RJ: I would start with a bit of history. Humans have been successful in evolutionary terms because of our capacity for cooperation and a long history of generally egalitarian social relations, including relations between men and women. Our gathering-and-hunting ancestors did not, for the most part, organize their societies in hierarchical fashion, and different sex roles didn’t automatically result in institutionalized male power. Patriarchy is a rather recent phenomenon, arising only after the rise of agriculture and, ironically, what we call civilization. So, it’s important to reject the idea that patriarchy is “natural,” in the sense of always present in human history and therefore inevitable. It was not and is not.
To Right-wing men, I would make the same argument that I make to Left-wing men, that embracing patriarchy makes it impossible for men to be fully human. When men invest their sense of self in the rigid, repressive, and reactionary gender norms of patriarchy, they cut themselves off from their full humanity. When men believe they can own or rent women’s bodies, they destroy the possibility of experiencing real intimacy. So, it’s always important for men to support feminism for moral reasons, to help advance justice. But it’s also in men’s self-interest, to be willing to give up some of the short-term material benefits of patriarchy to embrace a fuller range of human emotions and capacities than patriarchy allows. That’s why I say that radical feminism is not a threat, but a gift to men.
HC: What makes you most optimistic about the future, and most pessimistic?

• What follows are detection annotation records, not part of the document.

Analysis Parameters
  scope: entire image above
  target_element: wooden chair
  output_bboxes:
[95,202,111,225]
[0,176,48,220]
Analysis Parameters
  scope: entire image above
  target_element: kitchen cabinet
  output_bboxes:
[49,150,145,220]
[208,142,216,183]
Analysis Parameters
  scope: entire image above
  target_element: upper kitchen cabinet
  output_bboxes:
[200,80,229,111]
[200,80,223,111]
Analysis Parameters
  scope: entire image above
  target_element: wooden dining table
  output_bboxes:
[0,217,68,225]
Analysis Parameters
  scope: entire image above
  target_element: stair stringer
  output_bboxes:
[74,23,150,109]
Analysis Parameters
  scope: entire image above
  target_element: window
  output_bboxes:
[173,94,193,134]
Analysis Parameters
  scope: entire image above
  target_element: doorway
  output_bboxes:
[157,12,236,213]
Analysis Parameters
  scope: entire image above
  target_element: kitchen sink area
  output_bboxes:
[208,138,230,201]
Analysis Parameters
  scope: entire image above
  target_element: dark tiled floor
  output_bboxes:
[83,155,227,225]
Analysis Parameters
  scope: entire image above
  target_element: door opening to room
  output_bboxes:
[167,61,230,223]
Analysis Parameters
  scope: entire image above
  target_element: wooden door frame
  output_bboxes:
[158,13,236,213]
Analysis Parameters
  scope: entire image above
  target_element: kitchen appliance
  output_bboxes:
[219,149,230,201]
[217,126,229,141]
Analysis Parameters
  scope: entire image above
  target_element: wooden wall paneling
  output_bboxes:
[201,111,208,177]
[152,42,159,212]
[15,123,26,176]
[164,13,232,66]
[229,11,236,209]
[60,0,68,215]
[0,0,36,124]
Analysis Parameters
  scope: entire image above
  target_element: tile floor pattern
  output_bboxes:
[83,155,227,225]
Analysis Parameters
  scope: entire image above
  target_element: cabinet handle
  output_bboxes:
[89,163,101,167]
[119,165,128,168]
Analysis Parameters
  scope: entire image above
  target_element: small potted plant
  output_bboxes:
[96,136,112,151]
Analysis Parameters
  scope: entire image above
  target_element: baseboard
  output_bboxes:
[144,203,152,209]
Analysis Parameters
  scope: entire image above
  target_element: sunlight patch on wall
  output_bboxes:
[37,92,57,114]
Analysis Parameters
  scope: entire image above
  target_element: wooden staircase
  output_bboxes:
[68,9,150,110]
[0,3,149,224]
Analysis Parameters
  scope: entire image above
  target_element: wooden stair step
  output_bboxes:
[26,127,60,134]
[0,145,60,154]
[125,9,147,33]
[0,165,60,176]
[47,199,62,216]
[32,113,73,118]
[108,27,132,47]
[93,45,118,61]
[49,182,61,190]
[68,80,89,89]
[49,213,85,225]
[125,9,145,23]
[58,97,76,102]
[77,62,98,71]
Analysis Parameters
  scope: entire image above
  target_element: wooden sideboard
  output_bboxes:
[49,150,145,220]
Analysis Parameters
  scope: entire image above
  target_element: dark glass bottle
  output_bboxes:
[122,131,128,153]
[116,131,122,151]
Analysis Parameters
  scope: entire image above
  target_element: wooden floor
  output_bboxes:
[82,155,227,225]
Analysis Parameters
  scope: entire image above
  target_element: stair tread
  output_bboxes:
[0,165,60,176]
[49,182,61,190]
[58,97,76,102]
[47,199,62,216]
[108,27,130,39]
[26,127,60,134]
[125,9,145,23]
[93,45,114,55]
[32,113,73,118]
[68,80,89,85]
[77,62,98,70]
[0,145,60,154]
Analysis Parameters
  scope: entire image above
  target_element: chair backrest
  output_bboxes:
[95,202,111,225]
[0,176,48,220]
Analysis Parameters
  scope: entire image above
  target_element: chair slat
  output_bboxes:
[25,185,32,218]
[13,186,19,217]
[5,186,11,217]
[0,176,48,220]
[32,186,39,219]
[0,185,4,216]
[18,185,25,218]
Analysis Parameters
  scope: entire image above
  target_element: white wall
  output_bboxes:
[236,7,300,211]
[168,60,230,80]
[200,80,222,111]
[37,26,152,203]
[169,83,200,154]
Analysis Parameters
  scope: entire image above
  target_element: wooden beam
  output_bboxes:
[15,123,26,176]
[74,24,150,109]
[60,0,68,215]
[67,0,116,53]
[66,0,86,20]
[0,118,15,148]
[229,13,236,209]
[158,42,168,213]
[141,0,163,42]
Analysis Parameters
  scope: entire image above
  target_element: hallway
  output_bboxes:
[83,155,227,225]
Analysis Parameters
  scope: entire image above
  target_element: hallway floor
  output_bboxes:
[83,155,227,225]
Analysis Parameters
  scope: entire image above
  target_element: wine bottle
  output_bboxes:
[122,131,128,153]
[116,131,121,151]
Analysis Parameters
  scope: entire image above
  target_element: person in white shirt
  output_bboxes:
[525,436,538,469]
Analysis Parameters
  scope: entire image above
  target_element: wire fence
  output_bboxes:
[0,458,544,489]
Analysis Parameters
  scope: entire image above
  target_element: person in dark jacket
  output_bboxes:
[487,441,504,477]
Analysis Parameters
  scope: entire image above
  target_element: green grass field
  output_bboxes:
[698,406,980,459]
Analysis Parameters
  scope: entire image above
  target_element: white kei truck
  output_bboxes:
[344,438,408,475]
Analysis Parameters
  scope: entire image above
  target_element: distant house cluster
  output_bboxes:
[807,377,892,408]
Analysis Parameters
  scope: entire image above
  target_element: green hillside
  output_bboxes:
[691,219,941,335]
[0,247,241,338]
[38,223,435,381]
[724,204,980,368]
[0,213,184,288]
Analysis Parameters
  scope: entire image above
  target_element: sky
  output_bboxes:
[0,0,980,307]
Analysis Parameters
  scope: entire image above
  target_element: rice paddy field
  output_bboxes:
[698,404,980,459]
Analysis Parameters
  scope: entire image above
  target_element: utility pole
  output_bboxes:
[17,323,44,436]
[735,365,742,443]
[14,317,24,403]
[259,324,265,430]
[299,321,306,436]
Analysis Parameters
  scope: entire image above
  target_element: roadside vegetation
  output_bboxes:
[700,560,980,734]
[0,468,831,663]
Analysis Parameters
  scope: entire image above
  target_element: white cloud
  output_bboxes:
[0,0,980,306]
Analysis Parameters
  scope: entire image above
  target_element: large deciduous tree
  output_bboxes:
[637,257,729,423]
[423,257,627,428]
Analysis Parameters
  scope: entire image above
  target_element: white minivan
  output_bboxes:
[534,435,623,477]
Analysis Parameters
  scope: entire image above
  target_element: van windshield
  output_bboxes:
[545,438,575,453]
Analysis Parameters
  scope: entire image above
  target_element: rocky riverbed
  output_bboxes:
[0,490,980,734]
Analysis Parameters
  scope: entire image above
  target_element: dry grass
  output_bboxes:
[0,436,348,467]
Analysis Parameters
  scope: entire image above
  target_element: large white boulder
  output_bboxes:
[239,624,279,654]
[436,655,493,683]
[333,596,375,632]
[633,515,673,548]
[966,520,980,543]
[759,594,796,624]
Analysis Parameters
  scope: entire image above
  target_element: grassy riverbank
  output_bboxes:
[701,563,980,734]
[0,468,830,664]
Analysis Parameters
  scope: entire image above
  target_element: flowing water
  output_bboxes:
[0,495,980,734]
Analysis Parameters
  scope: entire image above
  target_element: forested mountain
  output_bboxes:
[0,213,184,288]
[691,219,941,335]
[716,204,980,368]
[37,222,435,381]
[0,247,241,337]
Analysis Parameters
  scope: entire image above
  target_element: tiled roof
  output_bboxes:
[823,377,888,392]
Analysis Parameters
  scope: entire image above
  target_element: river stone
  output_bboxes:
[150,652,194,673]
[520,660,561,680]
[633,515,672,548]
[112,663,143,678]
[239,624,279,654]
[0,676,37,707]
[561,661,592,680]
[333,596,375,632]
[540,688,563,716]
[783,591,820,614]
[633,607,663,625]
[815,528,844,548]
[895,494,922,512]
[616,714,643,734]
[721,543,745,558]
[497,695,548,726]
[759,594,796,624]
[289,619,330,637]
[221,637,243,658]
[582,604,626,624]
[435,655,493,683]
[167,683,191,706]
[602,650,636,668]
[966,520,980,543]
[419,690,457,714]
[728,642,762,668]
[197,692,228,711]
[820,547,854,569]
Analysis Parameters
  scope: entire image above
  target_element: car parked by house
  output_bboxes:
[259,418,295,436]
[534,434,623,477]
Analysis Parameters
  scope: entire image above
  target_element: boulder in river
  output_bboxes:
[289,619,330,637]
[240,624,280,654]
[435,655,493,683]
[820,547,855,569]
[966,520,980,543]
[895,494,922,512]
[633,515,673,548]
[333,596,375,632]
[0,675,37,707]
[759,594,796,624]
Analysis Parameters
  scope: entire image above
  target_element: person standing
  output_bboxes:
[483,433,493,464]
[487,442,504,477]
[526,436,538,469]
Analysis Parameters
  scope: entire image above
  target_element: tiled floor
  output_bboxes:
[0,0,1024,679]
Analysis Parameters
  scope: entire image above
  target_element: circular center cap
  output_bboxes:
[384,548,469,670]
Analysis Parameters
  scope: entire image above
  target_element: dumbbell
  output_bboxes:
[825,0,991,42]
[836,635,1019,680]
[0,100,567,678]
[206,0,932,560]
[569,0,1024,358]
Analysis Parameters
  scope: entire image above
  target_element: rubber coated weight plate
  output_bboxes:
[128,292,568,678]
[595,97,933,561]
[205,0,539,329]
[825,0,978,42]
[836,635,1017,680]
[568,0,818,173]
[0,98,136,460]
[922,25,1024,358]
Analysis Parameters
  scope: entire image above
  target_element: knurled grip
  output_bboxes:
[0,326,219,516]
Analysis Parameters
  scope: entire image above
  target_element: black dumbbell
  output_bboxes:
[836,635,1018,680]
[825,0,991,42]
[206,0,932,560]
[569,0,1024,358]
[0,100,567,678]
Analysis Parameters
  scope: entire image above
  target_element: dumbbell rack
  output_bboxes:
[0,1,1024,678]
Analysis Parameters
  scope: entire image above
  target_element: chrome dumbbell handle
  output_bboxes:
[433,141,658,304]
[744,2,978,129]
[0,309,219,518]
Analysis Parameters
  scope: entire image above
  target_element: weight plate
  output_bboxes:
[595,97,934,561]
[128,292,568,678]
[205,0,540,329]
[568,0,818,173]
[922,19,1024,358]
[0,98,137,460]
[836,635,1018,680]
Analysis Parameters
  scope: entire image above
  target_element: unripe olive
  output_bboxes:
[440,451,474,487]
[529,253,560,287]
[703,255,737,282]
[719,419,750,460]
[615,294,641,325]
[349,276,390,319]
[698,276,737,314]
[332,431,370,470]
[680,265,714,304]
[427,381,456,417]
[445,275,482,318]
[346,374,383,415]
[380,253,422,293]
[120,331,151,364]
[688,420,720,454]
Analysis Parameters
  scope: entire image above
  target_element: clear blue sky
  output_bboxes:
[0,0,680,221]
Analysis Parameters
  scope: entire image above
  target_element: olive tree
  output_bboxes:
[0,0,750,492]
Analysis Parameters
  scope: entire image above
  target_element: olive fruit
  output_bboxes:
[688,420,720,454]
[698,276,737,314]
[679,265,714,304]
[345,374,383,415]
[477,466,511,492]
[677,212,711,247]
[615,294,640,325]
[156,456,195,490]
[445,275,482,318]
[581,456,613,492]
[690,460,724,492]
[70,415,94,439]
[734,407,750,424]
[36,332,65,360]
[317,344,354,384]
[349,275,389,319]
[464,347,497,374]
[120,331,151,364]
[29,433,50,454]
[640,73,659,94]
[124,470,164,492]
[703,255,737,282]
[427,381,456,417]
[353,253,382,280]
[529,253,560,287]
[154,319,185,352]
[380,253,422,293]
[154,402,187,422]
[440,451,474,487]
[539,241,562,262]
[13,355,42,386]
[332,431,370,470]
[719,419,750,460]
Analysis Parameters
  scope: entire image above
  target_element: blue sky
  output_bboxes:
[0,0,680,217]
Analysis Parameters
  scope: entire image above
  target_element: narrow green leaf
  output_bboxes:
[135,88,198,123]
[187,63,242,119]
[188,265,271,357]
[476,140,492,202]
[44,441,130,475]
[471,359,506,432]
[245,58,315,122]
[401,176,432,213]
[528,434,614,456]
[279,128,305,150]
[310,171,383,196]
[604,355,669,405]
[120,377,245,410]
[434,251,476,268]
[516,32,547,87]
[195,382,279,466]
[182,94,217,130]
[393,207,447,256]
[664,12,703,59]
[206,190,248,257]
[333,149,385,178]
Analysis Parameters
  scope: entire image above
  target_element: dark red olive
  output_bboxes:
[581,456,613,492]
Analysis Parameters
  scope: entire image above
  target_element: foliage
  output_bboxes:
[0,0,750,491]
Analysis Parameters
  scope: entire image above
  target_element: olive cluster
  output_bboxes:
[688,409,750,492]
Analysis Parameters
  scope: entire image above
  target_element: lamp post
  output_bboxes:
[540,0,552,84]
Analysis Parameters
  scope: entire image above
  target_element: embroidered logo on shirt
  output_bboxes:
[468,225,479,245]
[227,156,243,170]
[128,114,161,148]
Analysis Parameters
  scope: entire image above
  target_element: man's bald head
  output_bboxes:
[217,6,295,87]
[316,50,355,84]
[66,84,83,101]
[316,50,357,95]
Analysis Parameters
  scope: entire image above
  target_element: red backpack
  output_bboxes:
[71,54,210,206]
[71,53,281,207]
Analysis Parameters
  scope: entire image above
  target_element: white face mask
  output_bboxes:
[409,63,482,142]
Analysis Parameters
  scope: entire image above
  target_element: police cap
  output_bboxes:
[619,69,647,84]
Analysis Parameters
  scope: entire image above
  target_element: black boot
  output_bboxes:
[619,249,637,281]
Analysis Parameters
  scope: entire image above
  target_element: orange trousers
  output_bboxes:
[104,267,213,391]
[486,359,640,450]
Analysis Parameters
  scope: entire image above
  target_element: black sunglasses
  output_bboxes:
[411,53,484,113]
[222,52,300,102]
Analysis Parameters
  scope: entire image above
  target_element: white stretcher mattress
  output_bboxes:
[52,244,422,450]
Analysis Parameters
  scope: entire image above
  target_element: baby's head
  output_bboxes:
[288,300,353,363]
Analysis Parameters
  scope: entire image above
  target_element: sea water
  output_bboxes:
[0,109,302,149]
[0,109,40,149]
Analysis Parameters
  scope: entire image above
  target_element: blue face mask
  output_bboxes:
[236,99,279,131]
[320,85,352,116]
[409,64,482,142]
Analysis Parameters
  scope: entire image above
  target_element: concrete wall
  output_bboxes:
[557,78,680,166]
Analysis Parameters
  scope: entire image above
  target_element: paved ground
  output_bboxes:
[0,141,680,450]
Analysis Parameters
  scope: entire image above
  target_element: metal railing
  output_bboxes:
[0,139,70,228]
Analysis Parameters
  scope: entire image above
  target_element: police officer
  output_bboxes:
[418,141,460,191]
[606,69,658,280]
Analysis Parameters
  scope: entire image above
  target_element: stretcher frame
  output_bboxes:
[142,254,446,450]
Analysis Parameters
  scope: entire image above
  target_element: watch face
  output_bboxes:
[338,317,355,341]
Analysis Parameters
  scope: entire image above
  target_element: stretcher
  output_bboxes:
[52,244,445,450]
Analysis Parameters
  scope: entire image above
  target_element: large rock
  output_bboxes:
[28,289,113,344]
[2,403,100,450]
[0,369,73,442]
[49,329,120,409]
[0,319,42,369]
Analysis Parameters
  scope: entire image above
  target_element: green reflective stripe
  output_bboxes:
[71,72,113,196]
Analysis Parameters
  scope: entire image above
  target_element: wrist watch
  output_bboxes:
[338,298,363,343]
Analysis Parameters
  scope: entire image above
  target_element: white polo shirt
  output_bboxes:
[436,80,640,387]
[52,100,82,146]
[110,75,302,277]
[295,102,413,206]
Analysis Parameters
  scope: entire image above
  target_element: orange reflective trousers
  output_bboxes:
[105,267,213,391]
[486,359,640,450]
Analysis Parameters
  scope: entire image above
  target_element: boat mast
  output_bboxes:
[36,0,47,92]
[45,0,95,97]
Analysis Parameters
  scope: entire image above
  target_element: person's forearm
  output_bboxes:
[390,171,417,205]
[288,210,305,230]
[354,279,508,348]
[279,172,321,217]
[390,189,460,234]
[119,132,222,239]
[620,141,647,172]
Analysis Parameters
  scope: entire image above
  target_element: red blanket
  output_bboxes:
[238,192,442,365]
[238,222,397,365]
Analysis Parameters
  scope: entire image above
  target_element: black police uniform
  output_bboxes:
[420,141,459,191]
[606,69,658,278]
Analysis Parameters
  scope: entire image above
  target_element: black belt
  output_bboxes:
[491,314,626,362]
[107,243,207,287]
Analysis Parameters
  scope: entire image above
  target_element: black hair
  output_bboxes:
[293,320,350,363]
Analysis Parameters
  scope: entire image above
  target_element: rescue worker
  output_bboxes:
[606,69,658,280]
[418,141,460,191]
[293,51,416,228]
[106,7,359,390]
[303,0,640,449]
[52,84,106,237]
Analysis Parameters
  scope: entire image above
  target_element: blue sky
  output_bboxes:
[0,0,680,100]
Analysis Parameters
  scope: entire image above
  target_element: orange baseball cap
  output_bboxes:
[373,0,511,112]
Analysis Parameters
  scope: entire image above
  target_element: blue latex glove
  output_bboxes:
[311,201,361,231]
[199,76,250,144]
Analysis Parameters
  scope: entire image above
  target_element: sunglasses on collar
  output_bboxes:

RJ: I don’t think in terms of optimism or pessimism. I try to deal with reality. To me, that means recognizing we are moving toward levels of ecological instability and social decline that will, at some point, be best described as “collapse.” In some parts of the world, that collapse is already underway, but eventually it will become a global reality. The high-energy/high-technology era is drawing to a close. Either we plan rationally for change, or larger forces will direct that change in ways that will be inhumane and destructive beyond our imaginations. I don’t think that’s pessimistic, because by dealing honestly with reality, we can make more intelligent decisions about how to focus our attention on projects that will be most useful. Planning for a down-powered future requires us to make a lot of choices about what to hold onto and what to leave behind. Those decisions require an honest accounting of the biophysical limits of the planet and of human nature, especially our tendency to use as much energy as we can get our hands on.
HC: Any final thoughts? Perhaps a book recommendation?
RJ: Given my last answer, I am tempted to recommend my forthcoming book, co-authored with Wes Jackson: An Inconvenient Apocalypse: Environmental Collapse, Climate Crisis, and the Fate of Humanity, which will be published by the University of Notre Dame Press in fall 2022. But that’s more self-promotion than recommendation. So, with the same concerns in mind, I recommend The Path to a Livable Future: A New Politics to Fight Climate Change, Racism, and the Next Pandemic by Stan Cox. Stan is a friend, and one of the smartest people I know personally. He’s a skilled plant breeder, most recently working on perennial sorghum, and a sharp political analyst. He also has a wickedly dry sense of humor that I appreciate.